The effective number of codons (N(c)) is a widely used index for characterizing codon usage bias because it does not require a set of reference genes as does codon adaptation index (CAI) and because of the freely available computational tools such as CodonW. However, N(c), as originally formulated has many problems. For example, it can have values far greater than the number of sense codons; it treats a 6-fold compound codon family as a single-codon family although it is made of a 2-fold and a 4-fold codon family that can be under dramatically different selection for codon usage bias; the existing implementations do not handle all different genetic codes; it is often biased by codon families with a small number of codons. We developed a new N(c) that has a number of advantages over the original N(c). Its maximum value equals the number of sense codons when all synonymous codons are used equally, and its minimum value equals the number of codon families when exactly one codon is used in each synonymous codon family. It handles all known genetic codes. It breaks the compound codon families (e.g., those involving amino acids coded by six synonymous codons) into 2-fold and 4-fold codon families. It reduces the effect of codon families with few codons by introducing pseudocount and weighted averages. The new N(c) has significantly improved correlation with CAI than the original N(c) from CodonW based on protein-coding genes from Saccharomyces cerevisiae, Caenorhabditis elegans, Drosophila melanogaster, Escherichia coli, Bacillus subtilis, Micrococcus luteus, and Mycoplasma genitalium. It also correlates better with protein abundance data from the yeast than the original N(c).

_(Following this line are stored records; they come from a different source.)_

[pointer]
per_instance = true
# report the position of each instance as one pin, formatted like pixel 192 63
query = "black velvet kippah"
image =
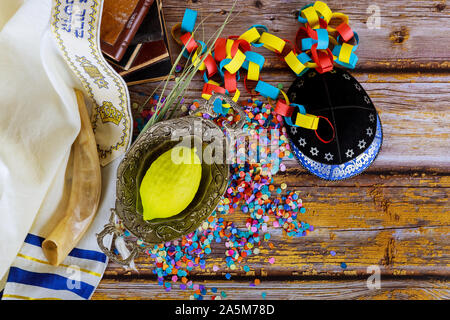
pixel 341 99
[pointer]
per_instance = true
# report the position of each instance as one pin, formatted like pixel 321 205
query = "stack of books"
pixel 134 40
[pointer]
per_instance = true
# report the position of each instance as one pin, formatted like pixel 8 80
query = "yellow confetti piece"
pixel 236 63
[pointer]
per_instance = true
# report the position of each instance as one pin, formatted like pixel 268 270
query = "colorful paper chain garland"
pixel 311 51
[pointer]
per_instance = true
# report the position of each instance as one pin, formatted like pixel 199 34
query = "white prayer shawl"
pixel 39 121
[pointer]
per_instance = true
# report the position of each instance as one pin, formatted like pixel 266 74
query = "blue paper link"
pixel 253 57
pixel 219 109
pixel 189 20
pixel 353 58
pixel 300 18
pixel 322 40
pixel 355 35
pixel 300 108
pixel 267 90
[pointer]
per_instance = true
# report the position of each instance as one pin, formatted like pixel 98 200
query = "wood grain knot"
pixel 399 36
pixel 440 7
pixel 389 253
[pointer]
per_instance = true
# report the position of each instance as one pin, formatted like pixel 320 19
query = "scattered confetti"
pixel 251 190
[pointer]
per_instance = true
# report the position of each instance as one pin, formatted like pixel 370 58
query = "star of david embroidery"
pixel 328 156
pixel 302 142
pixel 349 153
pixel 362 144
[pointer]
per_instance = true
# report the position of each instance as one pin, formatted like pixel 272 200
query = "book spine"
pixel 134 23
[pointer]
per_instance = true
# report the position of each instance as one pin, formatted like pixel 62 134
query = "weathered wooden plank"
pixel 413 109
pixel 407 37
pixel 398 289
pixel 403 230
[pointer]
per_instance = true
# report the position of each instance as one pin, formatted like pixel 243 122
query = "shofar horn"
pixel 84 195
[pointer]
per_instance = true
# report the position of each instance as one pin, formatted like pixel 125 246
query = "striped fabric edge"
pixel 21 291
pixel 50 281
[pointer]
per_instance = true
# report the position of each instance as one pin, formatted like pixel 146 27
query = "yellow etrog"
pixel 171 182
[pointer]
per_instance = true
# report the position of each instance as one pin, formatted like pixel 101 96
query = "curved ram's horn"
pixel 84 195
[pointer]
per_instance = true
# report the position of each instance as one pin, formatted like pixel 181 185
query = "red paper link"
pixel 323 59
pixel 251 92
pixel 209 88
pixel 230 81
pixel 283 109
pixel 211 65
pixel 220 49
pixel 240 44
pixel 345 31
pixel 189 42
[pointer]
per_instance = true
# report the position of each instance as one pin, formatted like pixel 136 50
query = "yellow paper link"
pixel 208 96
pixel 293 62
pixel 196 60
pixel 236 63
pixel 323 9
pixel 311 65
pixel 310 14
pixel 228 46
pixel 333 40
pixel 271 42
pixel 345 53
pixel 285 97
pixel 251 35
pixel 235 98
pixel 307 121
pixel 339 16
pixel 253 71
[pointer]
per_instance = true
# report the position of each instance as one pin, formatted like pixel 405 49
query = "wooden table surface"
pixel 395 215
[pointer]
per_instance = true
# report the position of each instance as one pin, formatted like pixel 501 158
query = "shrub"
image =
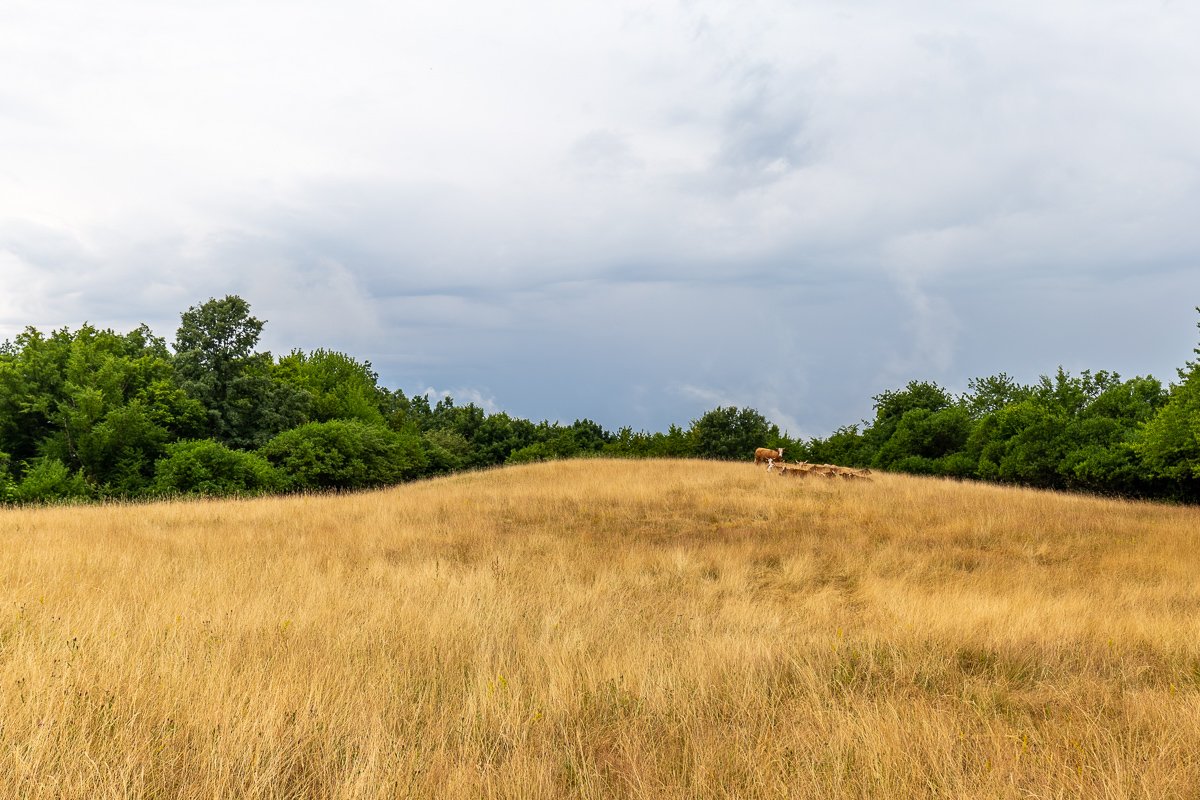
pixel 345 455
pixel 49 479
pixel 210 468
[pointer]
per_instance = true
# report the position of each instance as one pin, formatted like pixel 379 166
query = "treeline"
pixel 95 414
pixel 1092 432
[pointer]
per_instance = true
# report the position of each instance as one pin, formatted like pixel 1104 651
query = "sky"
pixel 629 211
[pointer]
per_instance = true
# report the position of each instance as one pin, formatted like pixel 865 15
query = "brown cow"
pixel 768 455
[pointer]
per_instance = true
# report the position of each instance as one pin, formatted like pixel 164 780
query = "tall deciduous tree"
pixel 217 365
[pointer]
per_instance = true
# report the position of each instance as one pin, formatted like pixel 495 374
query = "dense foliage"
pixel 91 414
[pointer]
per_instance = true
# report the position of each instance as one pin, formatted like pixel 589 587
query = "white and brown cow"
pixel 767 455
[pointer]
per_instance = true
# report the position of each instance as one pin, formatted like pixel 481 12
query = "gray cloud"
pixel 622 211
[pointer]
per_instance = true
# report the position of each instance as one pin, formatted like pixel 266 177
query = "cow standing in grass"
pixel 767 455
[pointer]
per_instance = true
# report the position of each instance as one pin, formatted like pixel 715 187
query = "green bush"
pixel 48 480
pixel 209 468
pixel 345 455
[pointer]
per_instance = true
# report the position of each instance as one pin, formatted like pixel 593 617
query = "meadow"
pixel 605 629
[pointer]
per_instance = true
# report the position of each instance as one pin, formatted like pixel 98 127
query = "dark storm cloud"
pixel 627 212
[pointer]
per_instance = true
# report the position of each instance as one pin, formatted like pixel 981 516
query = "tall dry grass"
pixel 605 630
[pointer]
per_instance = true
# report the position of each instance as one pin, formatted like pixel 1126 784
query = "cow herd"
pixel 804 469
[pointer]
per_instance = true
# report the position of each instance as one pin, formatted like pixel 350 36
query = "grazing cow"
pixel 767 453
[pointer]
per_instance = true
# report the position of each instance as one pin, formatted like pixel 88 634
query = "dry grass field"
pixel 605 629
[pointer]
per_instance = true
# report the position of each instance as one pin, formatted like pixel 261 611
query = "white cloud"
pixel 582 205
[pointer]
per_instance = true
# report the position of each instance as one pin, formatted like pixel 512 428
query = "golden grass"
pixel 605 630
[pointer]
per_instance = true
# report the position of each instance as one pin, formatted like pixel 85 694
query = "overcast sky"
pixel 631 211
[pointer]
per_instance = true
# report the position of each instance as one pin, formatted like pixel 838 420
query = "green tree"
pixel 209 468
pixel 339 386
pixel 732 433
pixel 217 365
pixel 345 455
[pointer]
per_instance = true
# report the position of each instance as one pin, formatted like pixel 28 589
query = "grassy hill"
pixel 605 629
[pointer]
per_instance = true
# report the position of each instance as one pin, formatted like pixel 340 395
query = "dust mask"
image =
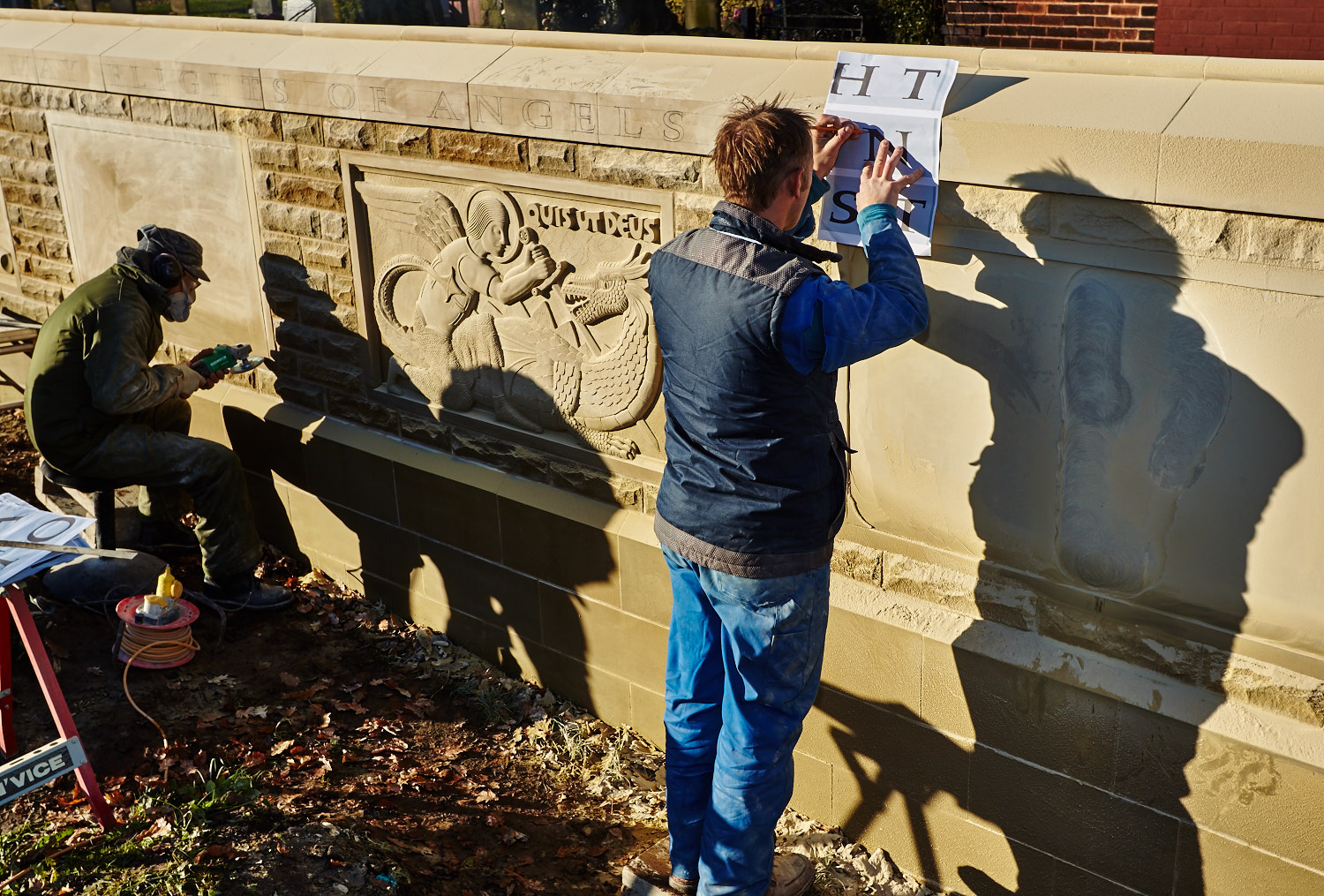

有效密码子数(N(c))是一种广泛用于描述密码子使用偏好的指标,因为它不需要像密码子适应指数(CAI)那样使用一组参考基因,并且由于有 CodonW 等免费的计算工具。然而,最初提出的 N(c)存在许多问题。例如,它的值可以远远大于有义密码子的数量;它将 6 重复合密码子家族视为单密码子家族,尽管它由 2 重和 4 重密码子家族组成,这两种家族可能受到截然不同的密码子使用偏好的选择;现有的实现方式不能处理所有不同的遗传密码;它经常受到密码子家族数量较少的影响。我们开发了一种新的 N(c),它比原始的 N(c)具有许多优势。当所有同义密码子都被平等使用时,它的最大值等于有义密码子的数量,而当每个同义密码子家族都只使用一个密码子时,它的最小值等于密码子家族的数量。它可以处理所有已知的遗传密码。它将复合密码子家族(例如,涉及由六个同义密码子编码的氨基酸的家族)分解为 2 重和 4 重密码子家族。它通过引入伪计数和加权平均值来减少具有少数密码子的密码子家族的影响。新的 N(c)与原始的 N(c)相比,与基于酿酒酵母、秀丽隐杆线虫、黑腹果蝇、大肠杆菌、枯草芽孢杆菌、藤黄微球菌和生殖支原体蛋白质编码基因的 CodonW 产生的 CAI 的相关性显著提高。它与酵母的蛋白质丰度数据的相关性也优于原始的 N(c)。